# 53.5mm Tamper



## 24774 (Mar 8, 2020)

Does anyone have one of these or know where I can get one? Do they exist? I've been looking for a bit and can't see them for sale.


----------



## Apr1985 (Apr 18, 2020)

Closest I have seen is 53.3mm

https://stanthonyind.com/collections/wood_metal/products/the-new-levy?variant=33867852169

Pricey though.

there is a matching distribution tool too if you are feeling flush


----------



## 24774 (Mar 8, 2020)

Apr1985 said:


> Closest I have seen is 53.3mm
> 
> https://stanthonyind.com/collections/wood_metal/products/the-new-levy?variant=33867852169
> 
> ...


 Wow, that's expensive. Thanks for heads up. I'm being offered a PUSH tamper for £75 and I thought that was a lot (I know they're £140). The PUSH is 53mm though, doesn't really help my quest.


----------



## Joe shorrock (Nov 18, 2019)

They should be easier to find haha my Orphan espresso funnel Is 53.5mm fits like a glove surely tamper 53.5mm would fit aswell


----------



## 24774 (Mar 8, 2020)

Joe shorrock said:


> They should be easier to find haha my Orphan espresso funnel Is 53.5mm fits like a glove surely tamper 53.5mm would fit aswell


 They should be given how popular Sage machines are. A few days sleuthing though and I'm yet to see any even out of stock.


----------



## Coffeenoobster (Nov 24, 2018)

Not sure if you are still looking but I found these, seems seller has a lot of options.

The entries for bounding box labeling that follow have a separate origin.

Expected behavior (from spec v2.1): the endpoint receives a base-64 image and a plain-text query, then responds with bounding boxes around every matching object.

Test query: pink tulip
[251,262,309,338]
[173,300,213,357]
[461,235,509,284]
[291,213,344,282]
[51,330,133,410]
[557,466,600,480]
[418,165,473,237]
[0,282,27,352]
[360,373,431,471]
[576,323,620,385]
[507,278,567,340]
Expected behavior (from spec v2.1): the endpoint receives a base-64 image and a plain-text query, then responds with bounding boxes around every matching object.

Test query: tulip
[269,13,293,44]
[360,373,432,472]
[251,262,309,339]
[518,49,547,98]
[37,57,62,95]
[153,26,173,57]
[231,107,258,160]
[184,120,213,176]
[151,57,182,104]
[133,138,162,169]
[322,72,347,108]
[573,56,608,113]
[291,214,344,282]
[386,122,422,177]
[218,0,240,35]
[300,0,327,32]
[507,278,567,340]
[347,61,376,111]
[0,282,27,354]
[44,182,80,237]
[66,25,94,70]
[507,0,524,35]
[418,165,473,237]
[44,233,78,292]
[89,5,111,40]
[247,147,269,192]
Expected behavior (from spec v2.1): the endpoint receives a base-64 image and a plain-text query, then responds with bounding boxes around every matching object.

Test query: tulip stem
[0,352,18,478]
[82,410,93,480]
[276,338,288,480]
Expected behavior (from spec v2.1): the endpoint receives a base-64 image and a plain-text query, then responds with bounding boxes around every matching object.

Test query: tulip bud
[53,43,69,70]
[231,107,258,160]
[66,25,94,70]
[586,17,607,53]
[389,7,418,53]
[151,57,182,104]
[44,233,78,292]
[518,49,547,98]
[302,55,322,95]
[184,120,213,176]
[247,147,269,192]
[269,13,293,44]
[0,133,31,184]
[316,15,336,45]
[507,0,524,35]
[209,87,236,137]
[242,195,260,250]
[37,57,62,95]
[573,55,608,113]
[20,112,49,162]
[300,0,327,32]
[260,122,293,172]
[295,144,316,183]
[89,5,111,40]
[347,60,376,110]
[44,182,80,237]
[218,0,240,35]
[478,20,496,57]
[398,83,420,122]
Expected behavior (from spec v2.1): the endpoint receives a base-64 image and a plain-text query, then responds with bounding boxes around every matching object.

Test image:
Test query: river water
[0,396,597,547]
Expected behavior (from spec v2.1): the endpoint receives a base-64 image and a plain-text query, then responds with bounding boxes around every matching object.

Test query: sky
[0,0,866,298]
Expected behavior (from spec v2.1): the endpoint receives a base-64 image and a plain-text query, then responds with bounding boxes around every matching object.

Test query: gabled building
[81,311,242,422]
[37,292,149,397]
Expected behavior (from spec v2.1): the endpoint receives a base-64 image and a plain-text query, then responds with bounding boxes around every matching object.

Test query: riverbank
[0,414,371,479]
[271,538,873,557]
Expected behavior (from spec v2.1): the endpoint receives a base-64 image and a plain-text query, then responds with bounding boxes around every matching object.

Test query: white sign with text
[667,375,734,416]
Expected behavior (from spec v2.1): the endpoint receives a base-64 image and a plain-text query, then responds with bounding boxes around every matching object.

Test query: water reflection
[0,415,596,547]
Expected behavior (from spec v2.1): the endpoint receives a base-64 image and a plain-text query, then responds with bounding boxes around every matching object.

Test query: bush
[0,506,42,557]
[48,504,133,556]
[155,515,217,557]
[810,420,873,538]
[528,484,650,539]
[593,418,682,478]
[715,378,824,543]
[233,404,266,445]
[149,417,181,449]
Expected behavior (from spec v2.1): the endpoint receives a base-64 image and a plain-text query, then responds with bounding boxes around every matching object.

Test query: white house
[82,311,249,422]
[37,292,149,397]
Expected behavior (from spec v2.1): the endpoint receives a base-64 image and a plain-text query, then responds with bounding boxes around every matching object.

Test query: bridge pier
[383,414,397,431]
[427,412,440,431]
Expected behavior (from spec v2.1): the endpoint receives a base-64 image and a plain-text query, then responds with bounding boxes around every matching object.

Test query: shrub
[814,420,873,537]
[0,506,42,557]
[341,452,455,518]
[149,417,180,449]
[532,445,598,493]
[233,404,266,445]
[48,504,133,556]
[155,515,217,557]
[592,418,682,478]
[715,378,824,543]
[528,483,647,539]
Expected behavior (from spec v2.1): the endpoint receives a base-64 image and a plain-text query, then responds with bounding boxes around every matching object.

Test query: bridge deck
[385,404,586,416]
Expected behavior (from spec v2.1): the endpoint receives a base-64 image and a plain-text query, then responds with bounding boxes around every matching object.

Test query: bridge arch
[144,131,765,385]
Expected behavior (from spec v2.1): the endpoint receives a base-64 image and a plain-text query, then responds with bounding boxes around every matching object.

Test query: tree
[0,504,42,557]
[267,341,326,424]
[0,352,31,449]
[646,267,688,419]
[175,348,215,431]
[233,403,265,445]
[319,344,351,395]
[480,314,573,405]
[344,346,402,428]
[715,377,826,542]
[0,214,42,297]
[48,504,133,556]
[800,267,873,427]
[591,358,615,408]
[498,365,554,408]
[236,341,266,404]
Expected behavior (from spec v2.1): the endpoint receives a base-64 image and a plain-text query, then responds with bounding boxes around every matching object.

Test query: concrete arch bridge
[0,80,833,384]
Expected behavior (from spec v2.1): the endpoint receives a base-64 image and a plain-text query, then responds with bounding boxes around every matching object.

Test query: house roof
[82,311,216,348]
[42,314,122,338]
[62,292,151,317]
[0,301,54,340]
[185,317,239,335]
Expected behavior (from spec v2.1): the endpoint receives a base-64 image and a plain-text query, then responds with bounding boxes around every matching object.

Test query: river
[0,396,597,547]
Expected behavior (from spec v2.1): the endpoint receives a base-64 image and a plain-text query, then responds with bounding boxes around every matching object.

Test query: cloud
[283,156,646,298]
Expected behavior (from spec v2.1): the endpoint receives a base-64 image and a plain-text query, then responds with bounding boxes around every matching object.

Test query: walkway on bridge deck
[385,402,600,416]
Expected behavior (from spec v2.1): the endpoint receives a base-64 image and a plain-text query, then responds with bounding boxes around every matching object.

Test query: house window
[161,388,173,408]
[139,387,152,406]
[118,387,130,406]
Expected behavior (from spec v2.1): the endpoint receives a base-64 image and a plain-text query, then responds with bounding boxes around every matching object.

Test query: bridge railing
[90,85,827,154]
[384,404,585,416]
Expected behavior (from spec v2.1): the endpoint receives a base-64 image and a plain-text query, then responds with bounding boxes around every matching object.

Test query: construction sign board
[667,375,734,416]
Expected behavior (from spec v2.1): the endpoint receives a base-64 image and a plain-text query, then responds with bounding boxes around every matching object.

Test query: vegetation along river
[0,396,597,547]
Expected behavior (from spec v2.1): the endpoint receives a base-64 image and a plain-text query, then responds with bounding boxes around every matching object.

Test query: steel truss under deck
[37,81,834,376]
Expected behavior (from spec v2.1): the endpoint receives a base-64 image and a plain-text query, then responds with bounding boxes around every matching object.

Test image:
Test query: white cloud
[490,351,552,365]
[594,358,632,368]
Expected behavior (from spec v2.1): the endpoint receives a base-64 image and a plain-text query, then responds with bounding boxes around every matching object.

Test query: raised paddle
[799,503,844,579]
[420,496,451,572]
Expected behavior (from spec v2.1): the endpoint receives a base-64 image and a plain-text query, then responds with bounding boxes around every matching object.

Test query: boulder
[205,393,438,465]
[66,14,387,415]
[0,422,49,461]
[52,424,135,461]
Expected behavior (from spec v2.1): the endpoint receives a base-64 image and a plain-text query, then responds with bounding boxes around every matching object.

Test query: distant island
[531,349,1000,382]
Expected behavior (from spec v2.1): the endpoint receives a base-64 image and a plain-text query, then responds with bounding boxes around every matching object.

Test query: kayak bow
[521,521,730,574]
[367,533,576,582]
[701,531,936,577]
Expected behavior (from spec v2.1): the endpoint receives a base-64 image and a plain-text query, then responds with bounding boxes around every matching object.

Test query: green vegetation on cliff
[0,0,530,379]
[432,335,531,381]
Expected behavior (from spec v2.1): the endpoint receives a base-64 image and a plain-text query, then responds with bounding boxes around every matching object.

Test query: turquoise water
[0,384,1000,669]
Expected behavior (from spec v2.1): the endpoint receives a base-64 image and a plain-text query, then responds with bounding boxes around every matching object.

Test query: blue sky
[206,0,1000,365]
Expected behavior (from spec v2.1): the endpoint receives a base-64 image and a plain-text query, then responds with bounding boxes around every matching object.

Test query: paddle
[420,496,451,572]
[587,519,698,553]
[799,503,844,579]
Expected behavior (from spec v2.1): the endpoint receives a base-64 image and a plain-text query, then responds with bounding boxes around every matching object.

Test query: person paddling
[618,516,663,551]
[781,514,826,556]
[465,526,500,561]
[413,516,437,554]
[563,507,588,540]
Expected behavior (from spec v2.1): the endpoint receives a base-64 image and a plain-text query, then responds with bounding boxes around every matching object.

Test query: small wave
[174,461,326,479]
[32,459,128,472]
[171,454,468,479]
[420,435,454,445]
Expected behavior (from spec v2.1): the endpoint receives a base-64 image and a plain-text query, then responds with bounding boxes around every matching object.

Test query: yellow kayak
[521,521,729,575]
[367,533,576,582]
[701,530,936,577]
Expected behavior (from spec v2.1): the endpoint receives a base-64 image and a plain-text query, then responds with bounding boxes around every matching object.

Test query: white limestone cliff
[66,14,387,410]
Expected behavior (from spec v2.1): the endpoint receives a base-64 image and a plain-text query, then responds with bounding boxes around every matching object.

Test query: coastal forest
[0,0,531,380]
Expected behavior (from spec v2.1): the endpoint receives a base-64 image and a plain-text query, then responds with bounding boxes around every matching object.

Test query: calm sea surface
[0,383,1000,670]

https://www.etsy.com/uk/listing/187663961/custom-fit-classical-espresso-tamper?ga_order=most_relevant&ga_search_type=all&ga_view_type=gallery&ga_search_query=custom+coffee+tamper&ref=sr_gallery-1-6


----------



## 24774 (Mar 8, 2020)

Coffeenoobster said:


> Not sure if you are still looking but I found these, seems seller has a lot of options.
> 
> https://www.etsy.com/uk/listing/187663961/custom-fit-classical-espresso-tamper?ga_order=most_relevant&ga_search_type=all&ga_view_type=gallery&ga_search_query=custom+coffee+tamper&ref=sr_gallery-1-6


 Oh wow, that's great thank you! I've just bought a PUSH palm tamper. I'll see how I get on with that, I may then sell that and get the one you linked. Appreciate it!


----------